Since finding out Dan was positive for the coronavirus, the couple took Betty back out of daycare. Their household is essentially split as Dan quarantines in a separate bedroom and uses a separate bathroom from Leah and Betty. The couple is constantly sanitizing handles, door knobs and the shared space in the kitchen, they said.
The need for Dan to self-quarantine also means Leah is the primary caregiver for Betty. When asked how the experience of essentially being quarantined since March, getting their life back a little with Betty’s return to daycare three weeks ago only to learn Dan is now positive is impacting her, Leah expressed a range of emotions from hopeful, confident, sad, anger, and guilt.
“We’ve been really cautious and we’ve had so many conversations in which people thought we were taking things too seriously or more seriously than we needed to,” Leah said. “I just felt like we had two weeks where we could see the light at the end of the tunnel, a new normalcy. Betty can go to daycare, and we can do work that is meaningful to us and that is really all we need. We don’t need to take trips. We don’t need to go to restaurants. We just need to have child care so we can do the work that we love.”
The couple also saw Leah’s parents last weekend. They have been tested and are awaiting their results.
“ I will feel a lot better when I hear back on their results,” Leah said. “But I’m also feeling really guilty.”
Dan and Leah are small business owners. Dan is an accountant, and Leah owns a life-coaching business, The Perk. As such, Dan said he feels for others who are struggling to get their businesses back up and running.

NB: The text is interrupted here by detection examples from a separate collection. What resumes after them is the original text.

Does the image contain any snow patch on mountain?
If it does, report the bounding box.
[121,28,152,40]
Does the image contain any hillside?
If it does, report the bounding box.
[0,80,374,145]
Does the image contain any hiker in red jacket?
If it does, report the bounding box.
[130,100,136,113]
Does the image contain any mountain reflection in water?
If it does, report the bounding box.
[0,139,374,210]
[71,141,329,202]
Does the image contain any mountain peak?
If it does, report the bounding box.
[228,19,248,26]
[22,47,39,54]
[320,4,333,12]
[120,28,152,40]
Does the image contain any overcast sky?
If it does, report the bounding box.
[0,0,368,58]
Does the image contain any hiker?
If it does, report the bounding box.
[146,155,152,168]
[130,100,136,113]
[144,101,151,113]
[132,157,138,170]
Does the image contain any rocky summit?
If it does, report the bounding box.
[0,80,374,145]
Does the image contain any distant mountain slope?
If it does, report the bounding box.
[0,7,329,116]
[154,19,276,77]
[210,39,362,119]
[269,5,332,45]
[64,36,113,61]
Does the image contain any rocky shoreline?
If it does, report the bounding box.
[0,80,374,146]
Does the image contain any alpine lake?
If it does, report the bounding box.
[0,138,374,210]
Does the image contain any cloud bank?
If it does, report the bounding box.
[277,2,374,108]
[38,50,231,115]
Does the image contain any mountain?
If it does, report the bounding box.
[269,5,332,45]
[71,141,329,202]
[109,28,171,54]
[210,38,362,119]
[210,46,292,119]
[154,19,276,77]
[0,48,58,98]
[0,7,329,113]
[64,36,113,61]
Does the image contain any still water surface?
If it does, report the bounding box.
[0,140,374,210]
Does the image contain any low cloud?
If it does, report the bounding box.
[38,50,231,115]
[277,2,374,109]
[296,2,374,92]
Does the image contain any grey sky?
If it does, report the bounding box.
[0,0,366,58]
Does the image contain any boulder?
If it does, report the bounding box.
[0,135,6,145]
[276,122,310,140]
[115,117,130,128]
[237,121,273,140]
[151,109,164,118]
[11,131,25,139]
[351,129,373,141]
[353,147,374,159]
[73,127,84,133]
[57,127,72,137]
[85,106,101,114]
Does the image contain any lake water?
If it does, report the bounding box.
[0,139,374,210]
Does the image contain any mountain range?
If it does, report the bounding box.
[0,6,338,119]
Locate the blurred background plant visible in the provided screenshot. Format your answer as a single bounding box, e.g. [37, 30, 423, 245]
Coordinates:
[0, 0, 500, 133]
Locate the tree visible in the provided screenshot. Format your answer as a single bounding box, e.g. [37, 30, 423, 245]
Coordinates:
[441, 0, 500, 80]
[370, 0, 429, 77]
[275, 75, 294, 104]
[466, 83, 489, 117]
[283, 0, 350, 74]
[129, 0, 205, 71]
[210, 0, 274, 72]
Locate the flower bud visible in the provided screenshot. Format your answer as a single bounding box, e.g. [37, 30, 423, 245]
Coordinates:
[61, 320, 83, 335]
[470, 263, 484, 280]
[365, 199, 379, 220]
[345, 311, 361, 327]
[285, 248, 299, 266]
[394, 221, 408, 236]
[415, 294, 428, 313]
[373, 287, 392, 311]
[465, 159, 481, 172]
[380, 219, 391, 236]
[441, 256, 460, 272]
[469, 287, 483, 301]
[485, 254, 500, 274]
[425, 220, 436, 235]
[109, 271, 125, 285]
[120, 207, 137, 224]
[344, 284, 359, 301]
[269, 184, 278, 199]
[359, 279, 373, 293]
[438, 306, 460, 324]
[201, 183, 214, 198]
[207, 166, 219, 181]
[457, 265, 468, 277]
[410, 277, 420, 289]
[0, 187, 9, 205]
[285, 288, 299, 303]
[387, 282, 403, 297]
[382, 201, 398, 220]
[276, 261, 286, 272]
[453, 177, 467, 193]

“Now that I am part of the statistics (of those who have COVID-19), it doesn’t feel good,” he said.
Leah is also aware of the systemic issues that prevent others from being able to access transportation to get to the free testing site at Alliant, as well as the inability of many to take time off of work to even get tested. She said she and Dan arrived at the testing site at 8 a.m. and waited two hours to get tested.
She said the couple had the “luxury and the privilege” to take the time necessary to do that.
“Not everyone has the ability to tell their employer I’ll be 10 minutes late or I’ll be three hours late to work,” Leah said. “I really want businesses to allow time off for their employees to get tested. If we are going to stop the spread, we need to think about the equity of the system.”